Теперь вообразите себе Америку с ее гражданским уложением и детской
преступностью. Да чего там уложение или преступность. Вообразите вашего
дитятю. В Америке он становится американцем, держит в одной руке надкусанный
бутерброд, а другой распивает Кока Колу, попирая ногами белоснежный батист
покрывала. И что вы думаете у него при этом на уме? Он желает рассифонить
сахарную смесь по поверхности батиста, а потом заснуть перед включенным
телеэкраном. Впрочем, очередность может быть иной. Ведь у него, у вашего
дитяти, по тому гражданскому уложению, вся жизнь впереди. Однако, чуть
перевалит дитятя за свой рубеж, тут ему уже другой хвост каметы светит. А не
пора ли, друг сердечный, тебе выпась в темный осадок? А причем тут свобода?

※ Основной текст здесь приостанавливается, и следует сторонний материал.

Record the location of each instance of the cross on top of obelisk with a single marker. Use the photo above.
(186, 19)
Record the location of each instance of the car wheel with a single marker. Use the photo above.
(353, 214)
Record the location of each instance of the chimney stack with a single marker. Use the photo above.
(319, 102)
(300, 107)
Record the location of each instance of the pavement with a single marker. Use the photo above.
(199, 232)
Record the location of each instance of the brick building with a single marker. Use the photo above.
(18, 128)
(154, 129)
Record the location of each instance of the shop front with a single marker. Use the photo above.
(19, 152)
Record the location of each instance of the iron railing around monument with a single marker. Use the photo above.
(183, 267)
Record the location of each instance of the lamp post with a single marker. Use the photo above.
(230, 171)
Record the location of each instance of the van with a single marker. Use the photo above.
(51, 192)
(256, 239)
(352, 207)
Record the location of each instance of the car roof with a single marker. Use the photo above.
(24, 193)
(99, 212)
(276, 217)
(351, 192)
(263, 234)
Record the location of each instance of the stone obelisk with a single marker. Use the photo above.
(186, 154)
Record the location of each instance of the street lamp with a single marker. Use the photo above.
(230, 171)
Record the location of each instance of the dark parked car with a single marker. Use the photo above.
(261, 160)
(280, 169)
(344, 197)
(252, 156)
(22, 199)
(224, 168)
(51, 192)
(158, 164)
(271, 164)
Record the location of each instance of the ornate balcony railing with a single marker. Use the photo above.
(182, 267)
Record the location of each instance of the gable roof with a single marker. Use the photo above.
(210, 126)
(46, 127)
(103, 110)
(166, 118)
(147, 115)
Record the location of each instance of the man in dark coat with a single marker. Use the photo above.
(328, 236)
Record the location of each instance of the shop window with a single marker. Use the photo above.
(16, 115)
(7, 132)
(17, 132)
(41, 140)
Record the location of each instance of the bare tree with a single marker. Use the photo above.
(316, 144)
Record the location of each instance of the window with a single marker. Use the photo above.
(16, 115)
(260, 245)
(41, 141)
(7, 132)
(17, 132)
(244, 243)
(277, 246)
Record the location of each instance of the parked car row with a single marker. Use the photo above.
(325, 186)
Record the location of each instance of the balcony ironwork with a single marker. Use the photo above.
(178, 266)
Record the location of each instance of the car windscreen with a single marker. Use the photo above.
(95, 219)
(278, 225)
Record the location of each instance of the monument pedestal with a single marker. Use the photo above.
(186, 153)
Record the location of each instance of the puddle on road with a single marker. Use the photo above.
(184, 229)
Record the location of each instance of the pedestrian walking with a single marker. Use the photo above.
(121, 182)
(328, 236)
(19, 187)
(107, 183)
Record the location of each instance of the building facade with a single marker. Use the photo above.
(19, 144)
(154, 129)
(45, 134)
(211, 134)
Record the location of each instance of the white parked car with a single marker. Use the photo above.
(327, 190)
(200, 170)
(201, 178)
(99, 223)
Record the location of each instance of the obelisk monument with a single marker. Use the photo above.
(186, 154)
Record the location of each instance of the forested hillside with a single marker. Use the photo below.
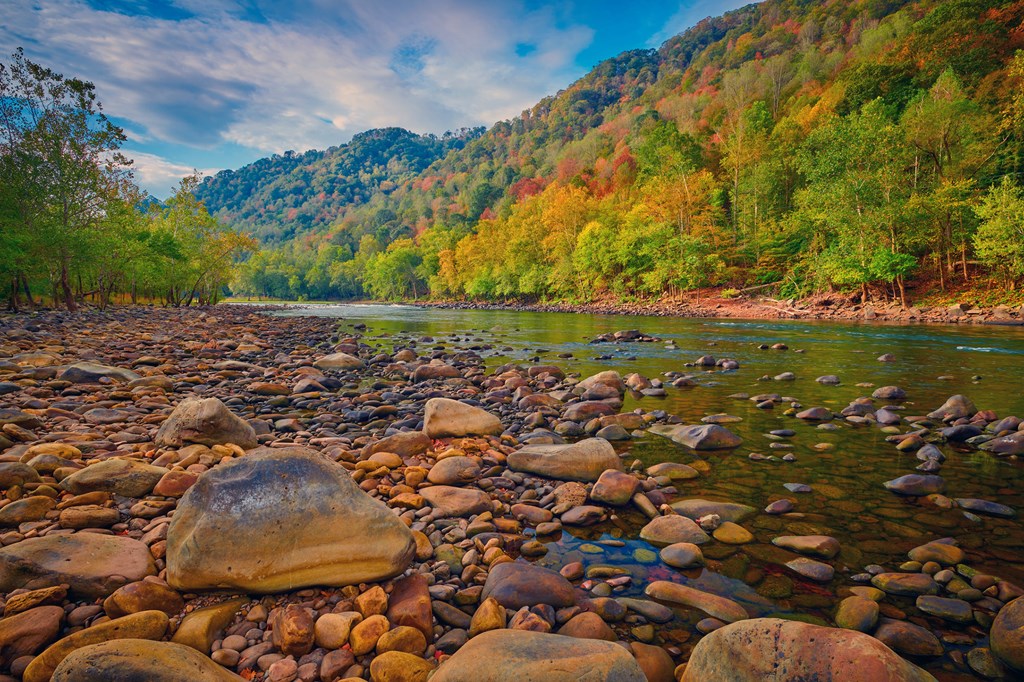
(866, 146)
(282, 197)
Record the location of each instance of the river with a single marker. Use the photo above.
(845, 467)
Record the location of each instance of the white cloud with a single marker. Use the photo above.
(311, 75)
(160, 175)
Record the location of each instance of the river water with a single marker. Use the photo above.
(845, 467)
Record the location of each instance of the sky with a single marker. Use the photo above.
(214, 84)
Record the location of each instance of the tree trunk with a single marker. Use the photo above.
(66, 288)
(28, 290)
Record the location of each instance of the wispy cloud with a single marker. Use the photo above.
(154, 171)
(279, 76)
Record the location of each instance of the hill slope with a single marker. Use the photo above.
(817, 144)
(281, 197)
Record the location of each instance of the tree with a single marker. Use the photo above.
(999, 240)
(59, 161)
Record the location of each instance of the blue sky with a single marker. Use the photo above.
(213, 84)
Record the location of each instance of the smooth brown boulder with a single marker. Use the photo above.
(26, 509)
(207, 422)
(281, 519)
(719, 607)
(145, 595)
(200, 628)
(1007, 635)
(518, 584)
(128, 477)
(585, 460)
(92, 564)
(146, 625)
(28, 632)
(140, 659)
(409, 604)
(454, 471)
(449, 501)
(523, 655)
(339, 361)
(762, 649)
(707, 436)
(444, 418)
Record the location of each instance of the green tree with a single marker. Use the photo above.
(999, 240)
(59, 162)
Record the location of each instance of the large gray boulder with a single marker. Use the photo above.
(92, 564)
(706, 436)
(445, 418)
(761, 649)
(91, 373)
(206, 422)
(280, 519)
(586, 460)
(499, 655)
(130, 659)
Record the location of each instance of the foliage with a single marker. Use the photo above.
(72, 218)
(814, 145)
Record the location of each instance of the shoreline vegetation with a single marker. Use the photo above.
(713, 304)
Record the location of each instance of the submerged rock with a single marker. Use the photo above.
(708, 436)
(586, 460)
(280, 519)
(206, 422)
(776, 649)
(92, 564)
(140, 659)
(444, 418)
(499, 655)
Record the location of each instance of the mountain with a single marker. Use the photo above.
(284, 196)
(812, 145)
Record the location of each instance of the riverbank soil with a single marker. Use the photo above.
(712, 303)
(220, 494)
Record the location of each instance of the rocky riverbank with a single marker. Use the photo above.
(219, 495)
(834, 308)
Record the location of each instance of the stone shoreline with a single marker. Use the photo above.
(757, 309)
(219, 495)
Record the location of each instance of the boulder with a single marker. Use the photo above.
(614, 487)
(916, 484)
(727, 511)
(776, 649)
(955, 407)
(280, 519)
(454, 471)
(24, 634)
(673, 528)
(715, 606)
(534, 656)
(518, 584)
(706, 436)
(586, 460)
(444, 418)
(199, 629)
(91, 373)
(128, 659)
(92, 564)
(207, 422)
(609, 378)
(145, 625)
(406, 443)
(128, 477)
(339, 361)
(1007, 635)
(1005, 445)
(449, 501)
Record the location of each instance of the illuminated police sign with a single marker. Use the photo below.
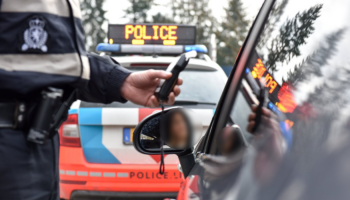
(139, 34)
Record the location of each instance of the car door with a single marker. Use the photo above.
(203, 181)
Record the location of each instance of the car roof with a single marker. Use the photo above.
(195, 63)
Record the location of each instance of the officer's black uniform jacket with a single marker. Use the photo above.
(42, 44)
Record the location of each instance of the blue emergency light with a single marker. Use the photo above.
(150, 49)
(108, 47)
(199, 48)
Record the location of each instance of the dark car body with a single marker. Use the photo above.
(302, 150)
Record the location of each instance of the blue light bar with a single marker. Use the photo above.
(199, 48)
(108, 47)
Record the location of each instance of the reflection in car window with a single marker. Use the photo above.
(303, 54)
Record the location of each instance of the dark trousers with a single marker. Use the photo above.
(27, 170)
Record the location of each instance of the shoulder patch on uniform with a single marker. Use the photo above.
(35, 36)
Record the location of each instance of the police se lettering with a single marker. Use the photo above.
(145, 36)
(155, 31)
(139, 32)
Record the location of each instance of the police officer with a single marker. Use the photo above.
(43, 68)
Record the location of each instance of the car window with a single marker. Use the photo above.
(302, 57)
(204, 87)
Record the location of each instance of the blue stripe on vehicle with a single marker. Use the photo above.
(127, 135)
(73, 111)
(94, 150)
(90, 116)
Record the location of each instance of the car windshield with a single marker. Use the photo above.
(301, 149)
(200, 89)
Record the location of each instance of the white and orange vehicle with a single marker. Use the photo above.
(97, 158)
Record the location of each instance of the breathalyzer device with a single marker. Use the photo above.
(166, 86)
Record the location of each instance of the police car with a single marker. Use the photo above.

То есть не то, что демократия качнулась вправо. Как раз наоборот. Демократия
сонорно стоит на своем сорок втором, как раз на широте Крыма. Но ведь она
тоже не без своих капризов. Так что тебе, повзрослевшему дитяти, надлежит в
своем темном остатке не выкрахмаливаться. - Так мне ж так сподручнее, -
думает себе дитятя. - Я и сам того себе желаю. Не выкрахмаливаться, чтоб
было мягко да морщинисто. Что с того, что они все еше твердят: отцы и дети,
дети да отцы, хотя отцов уже, можно сказать, днем с огнем. - А как нужно
твердить? - Подскажите, как?
Вот и представьте себе мою Машу, охваченную скарлатинным заревом,
причем, даже не своего, а моего инфантилизма, тогда еще не
диагностированного, но уже отмеренного ртутным шариком в графе гражданского
уложения. "А вот ты ответь, - слышу я строгий голос где-то на уровне своего
бедра, - почему на балет я должна ходить в колледж, а на уроки рисования в
музей? Ведь я же девочка. Я люблю Кока Колу. И почему у нас запрещен
телевизор? На каком основании?" Были у нее и сверстники, тоже дитяти, уже
набравшиеся серьезности и гражданской причастности, диагностированные у их
родителей. Их досуг и мозговой потенциал уже измерялся активом типа
бойскаутство, "slumber party" и групповые ристания, проходившие под именем
"спорт". Моя "девочка", надо отдать ей справедливость, отстаивая свои
конституционные права, изъяснялась со мной исключительно по-русски, каких бы
мук ей это ни стоило.
Система запретов и предписаний, насаждаемая в нашем доме, не была
окрашена в моем сознании сомнением в ее непогрешимости, хотя не было такого
провидца, который бы не узрел в моем родительском стиле заряда
догматичности, жестокости и произвола. Конечно, Маше благочестиво внушалось,
что она вольна читать и обозревать на экранах все, что ей заблагорассудится,
исключая, разумеется, то, что уже заблагорассудилось поколению ее
сверстников. Маша бунтовала, искала поддержки у взрослых. Появлялись
взрослые, которые, потея, разъясняли мне, что моя позиция лишает ребенка
самой драгоценной в стране, где мы живем, возможности - быть тем, чем она
хочет, а хотел мой ребенок тогда именно того, чего хотели все ее сверстники
- быть как все.К счастью для меня и, надеюсь, для давно повзрослевшей Маши,
судьба уберегла ее от этой драгоценной возможности и уберегла безвозвратно.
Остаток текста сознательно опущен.